Recipe by mix'n vix'n
This was a comfort food growing up. I can remember sitting around the table with my siblings hand-making the little dumplings. Now I make them with my kiddos. :) You can freeze the dumplings too by placing them in a single layer on a parchment lined baking sheet, then place that in the freezer over night. Bag them up depending on an individual portion size (6-8 dumplings per person...usually LOL). Then all you have to do is bring your stock to a boil, empty your pre portioned baggie in, boil for 6-8 minutes and you have yourself some fast, better-than-takeout, wonton soup! You can also pan-fry or steam these to make dumplings :)
- 1 lb ground turkey
- 1 (12 ounce) package wonton wrappers, square
- 1 bunch green onion, whites included, chopped into rounds (reserve some for topping)
- 2 garlic cloves, finely minced
- 2 tablespoons ginger, grated (I don't bother removing the skin)
- 1 large carrot, finely minced
- 1 celery, finely minced
- 3 tablespoons low sodium soy sauce
- 3 tablespoons teriyaki sauce
- sea salt
- cracked black pepper
- garlic salt
- 1 egg, beaten
- 1 tablespoon water
- 2 (23 ounce) cans chicken stock (or homemade)
- 2 tablespoons soy sauce
- 2 tablespoons teriyaki sauce
- 1⁄2 inch piece gingerroot, smashed
- 2 tablespoons green onions, whites included, chopped into rounds
- sesame oil (for drizzling on individual serving of soup)
Directions See How It's Made
- Start by adding all the dumpling ingredients into a bowl.
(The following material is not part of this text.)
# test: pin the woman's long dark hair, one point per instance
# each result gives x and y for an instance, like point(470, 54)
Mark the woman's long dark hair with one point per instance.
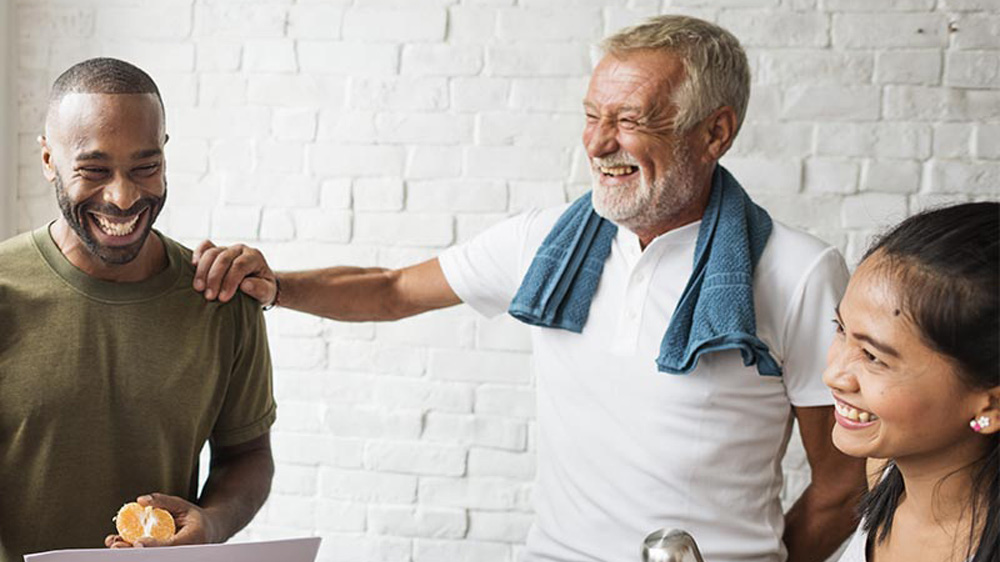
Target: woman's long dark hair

Be sure to reserve some of the green onions for the stock and topping for finished soup.
- Making dumplings following the folding directions on wrap package. Use the beaten egg and tbsp of water to as an egg wash to seal the edges. Place dumplings on a plate or baking sheet lined with parchment paper and cover with damp paper towel until ready to cook.
- Combine all stock ingredients in a large stock pot and bring to a boil.
- Gently drop in desired amount of dumplings per person (usually 6-8 per person -- usually). Cook for 6 - 8 min or until they all are floating.
- Ladle dumplings and some stock into a bowl. Top with a drizzle of sesame oil and finish with some reserved green onion.